The Villainess tells a story about Sook-Hee (Kim Ok-Bin), who is trained as an assassin since childhood under the guidance of her mentor and husband, Joong-Sang (Shin Ha-Kyun). When her mentor died, she is given a second chance to start a new life as a government assassin working for South Korea’s intelligence agency. However, it doesn’t take long before her dark past catches up with her.
When The Villainess made its premiere at this year’s Cannes Film Festival, the South Korean action thriller was famously greeted with a four-minute standing ovation. Frankly, it’s easy to see why. The opening seven-minute action set-piece alone is a technical triumph of virtuoso camerawork and dazzling action choreography. Shot mostly in a POV style reminiscent of a first-person video game, we get to witness the unseen protagonist (Kim Ok-Bin) fights and slashes her way through a swarm of armed assailants from one setting to another. And amazingly enough, the particular sequence was brilliantly shot and stitched seamlessly together to look like a continuous long take.
Then, there are subsequent action sequences such as the inventively-staged sword fight during a nighttime motorcycle chase and another single-take moment involving a speeding car and a bus towards the end. Although they don’t quite match the brilliance of the aforementioned opening sequence, director Jung Byung-Gil still deserves the credit for pushing the boundaries of South Korean action cinema.
Now, if only the rest of the movie is as engaging as the action sequences, The Villainess would have been a certified action classic. Unfortunately, Jung Byung-Gil and Jung Byeong-Sik’s screenplay is needlessly convoluted and often drag in places. The frequent use of flashbacks over the course of its 129-minute running time, which tends to be confusing, definitely requires your attention since they often appear all of the sudden.

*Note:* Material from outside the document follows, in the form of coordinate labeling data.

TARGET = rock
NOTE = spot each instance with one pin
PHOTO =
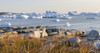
(11, 44)
(61, 41)
(46, 48)
(93, 34)
(49, 41)
(91, 39)
(74, 41)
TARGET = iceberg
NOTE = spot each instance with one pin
(5, 24)
(91, 18)
(57, 20)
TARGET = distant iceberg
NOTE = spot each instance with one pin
(91, 18)
(56, 20)
(5, 24)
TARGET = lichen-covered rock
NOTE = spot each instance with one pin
(49, 41)
(74, 41)
(93, 34)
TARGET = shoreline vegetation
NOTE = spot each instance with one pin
(47, 40)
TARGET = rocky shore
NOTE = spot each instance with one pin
(74, 39)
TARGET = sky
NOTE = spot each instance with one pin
(40, 6)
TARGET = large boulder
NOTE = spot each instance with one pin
(96, 44)
(49, 41)
(93, 34)
(74, 41)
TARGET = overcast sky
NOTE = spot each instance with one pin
(40, 6)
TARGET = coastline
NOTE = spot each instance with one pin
(49, 39)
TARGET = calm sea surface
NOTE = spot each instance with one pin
(77, 22)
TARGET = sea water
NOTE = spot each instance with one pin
(77, 22)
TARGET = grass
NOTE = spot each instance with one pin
(25, 44)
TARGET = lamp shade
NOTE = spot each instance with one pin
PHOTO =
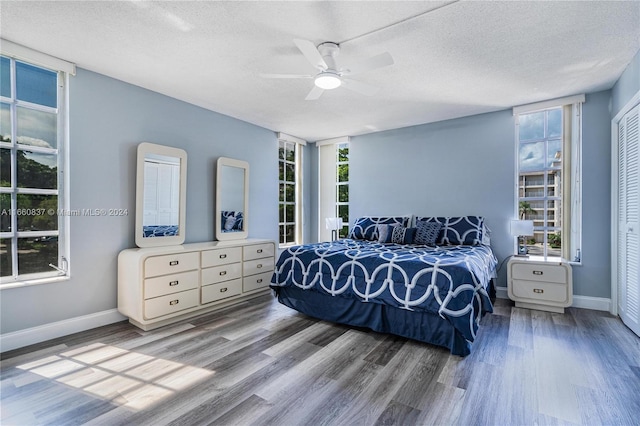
(327, 80)
(521, 227)
(333, 223)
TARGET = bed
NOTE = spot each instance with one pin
(388, 278)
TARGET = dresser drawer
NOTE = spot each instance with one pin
(258, 251)
(221, 256)
(536, 291)
(166, 284)
(171, 263)
(257, 266)
(165, 305)
(536, 272)
(221, 273)
(211, 293)
(255, 282)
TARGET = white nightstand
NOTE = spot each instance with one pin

The story, which copies everything from Luc Besson’s La Femme Nikita to Hong Kong’s female-oriented action genre of the yesteryear, cranks up its melodramatic approach way too much. The characters, in the meantime, are disappointingly superficial. Sure, Kim Ok-Bin (2009’s Thirst) looks great playing a physically-demanding performance as Sook-Hee. But she lacks emotional depth to make her character worth rooting for.